Abstract
AbstractClimate change is expected to have impacts on the balance of global food trade networks and food security. Thus, seasonal forecasts of precipitation and temperature are an essential tool for stakeholders to make timely choices regarding the strategies required to maximize their expected cereal yield outcomes. The availability of state-of-the-art seasonal forecasts such as the European Centre for Medium-Range Weather Forecasts (ECMWF) system 5 (SEAS5) may be an asset to help decision making. However, uncertainties and reduced skill may hamper the use of seasonal forecasts in several applications. Hence, in this work, we aim to understand the added value of such dynamical forecasts when compared to persistent anomalies of climate conditions used to predict the production of wheat and barley yields. With that in mind, empirical models relating annual wheat and barley yields in Spain to monthly values of precipitation and temperature are developed by taking advantage of ECMWF ERA5 reanalysis. Then, dynamical and persistence forecasts are issued at different lead times, and the skill of the subsequent forecasted yield is verified through probabilistic metrics.

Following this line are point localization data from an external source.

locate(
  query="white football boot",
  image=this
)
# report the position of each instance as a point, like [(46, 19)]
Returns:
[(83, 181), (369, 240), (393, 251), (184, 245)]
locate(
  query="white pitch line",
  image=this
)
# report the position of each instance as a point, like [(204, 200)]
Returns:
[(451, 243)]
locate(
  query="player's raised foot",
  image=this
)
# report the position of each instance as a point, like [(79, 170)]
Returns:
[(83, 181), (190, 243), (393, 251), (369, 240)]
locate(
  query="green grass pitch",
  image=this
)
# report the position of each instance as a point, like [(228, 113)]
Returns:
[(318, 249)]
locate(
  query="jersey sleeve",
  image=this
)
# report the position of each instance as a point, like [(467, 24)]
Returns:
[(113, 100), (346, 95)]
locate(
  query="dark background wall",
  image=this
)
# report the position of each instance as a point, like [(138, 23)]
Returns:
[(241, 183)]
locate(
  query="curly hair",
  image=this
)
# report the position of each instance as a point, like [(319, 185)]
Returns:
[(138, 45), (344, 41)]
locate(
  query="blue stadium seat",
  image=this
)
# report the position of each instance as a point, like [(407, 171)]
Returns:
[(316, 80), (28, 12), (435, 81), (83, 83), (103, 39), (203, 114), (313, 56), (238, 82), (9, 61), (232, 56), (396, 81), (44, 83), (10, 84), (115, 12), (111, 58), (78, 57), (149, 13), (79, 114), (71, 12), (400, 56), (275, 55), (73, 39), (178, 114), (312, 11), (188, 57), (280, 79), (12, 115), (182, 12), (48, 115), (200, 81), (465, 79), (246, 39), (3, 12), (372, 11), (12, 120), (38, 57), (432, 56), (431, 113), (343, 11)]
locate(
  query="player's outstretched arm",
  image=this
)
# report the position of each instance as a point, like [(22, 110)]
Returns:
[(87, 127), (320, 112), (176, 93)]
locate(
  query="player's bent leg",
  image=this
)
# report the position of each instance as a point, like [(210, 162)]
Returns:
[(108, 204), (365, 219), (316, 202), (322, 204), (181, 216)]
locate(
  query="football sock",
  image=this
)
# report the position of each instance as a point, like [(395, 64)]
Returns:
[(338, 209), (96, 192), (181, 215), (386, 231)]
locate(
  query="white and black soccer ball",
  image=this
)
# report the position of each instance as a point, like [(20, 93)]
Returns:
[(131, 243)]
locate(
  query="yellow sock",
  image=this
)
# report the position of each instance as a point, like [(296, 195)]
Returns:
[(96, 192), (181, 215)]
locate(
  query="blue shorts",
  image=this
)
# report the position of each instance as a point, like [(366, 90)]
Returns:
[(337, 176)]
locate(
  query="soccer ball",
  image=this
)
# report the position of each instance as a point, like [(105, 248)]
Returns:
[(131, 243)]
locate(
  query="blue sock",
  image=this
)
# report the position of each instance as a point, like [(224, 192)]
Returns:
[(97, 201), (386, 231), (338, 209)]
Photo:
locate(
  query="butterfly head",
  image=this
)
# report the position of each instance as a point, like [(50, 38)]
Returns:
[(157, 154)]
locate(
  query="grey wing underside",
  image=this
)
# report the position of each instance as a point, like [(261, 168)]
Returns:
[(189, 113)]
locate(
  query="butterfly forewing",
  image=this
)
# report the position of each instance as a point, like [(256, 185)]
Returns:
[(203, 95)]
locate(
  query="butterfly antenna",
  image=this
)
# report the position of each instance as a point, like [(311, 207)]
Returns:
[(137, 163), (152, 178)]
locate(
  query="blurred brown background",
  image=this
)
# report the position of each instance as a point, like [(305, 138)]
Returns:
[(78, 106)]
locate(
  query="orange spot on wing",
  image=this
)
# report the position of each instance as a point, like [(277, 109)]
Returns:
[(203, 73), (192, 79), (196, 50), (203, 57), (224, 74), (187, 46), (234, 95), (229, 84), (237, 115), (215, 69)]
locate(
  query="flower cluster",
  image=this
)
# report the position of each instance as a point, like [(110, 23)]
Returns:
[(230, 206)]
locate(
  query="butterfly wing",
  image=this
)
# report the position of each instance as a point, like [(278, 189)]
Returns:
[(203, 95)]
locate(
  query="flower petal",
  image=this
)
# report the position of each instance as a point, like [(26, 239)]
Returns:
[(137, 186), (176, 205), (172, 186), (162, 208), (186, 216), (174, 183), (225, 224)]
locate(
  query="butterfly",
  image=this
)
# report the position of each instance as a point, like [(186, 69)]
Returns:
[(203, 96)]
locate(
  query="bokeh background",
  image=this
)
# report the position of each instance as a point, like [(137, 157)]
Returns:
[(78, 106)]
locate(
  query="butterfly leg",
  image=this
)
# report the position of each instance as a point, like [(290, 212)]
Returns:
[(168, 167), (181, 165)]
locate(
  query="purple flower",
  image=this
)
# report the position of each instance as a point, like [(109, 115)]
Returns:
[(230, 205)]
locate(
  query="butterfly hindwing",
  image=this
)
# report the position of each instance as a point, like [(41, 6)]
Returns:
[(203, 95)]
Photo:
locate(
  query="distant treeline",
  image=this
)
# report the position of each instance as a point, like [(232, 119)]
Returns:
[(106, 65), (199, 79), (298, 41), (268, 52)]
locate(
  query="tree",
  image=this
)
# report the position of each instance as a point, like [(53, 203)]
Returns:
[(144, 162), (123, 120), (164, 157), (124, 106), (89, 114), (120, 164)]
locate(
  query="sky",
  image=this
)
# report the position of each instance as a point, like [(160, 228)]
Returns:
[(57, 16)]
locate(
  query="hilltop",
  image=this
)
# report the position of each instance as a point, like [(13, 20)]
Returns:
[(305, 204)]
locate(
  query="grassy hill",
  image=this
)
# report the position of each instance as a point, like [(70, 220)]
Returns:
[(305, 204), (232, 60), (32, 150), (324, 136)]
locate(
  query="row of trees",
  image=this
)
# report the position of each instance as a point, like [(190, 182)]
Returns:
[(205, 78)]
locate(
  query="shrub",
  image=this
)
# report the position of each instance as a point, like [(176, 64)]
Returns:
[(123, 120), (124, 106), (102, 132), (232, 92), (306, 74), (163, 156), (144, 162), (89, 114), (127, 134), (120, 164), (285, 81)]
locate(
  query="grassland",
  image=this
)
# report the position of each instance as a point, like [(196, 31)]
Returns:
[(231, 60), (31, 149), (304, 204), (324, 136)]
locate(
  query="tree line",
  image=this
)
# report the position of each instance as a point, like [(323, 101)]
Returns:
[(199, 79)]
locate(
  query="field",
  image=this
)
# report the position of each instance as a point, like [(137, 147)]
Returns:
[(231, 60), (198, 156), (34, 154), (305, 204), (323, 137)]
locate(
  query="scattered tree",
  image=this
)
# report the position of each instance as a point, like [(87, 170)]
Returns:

The results presented in this study demonstrate two different outcomes: (1) wheat and barley yield anomaly forecasts (dynamical and persistent) start to gain skill later in the season (typically from April onwards); and (2) the added value of using the SEAS5 forecast as an alternative to persistence ranges from 6 to 16%, with better results in the southern Spanish regions.
Funder
Fundação para a Ciência e a Tecnologia
Schweizerischer Nationalfonds zur Förderung der Wissenschaftlichen Forschung
Publisher
Springer Science and Business Media LLC
Cited by
9 articles.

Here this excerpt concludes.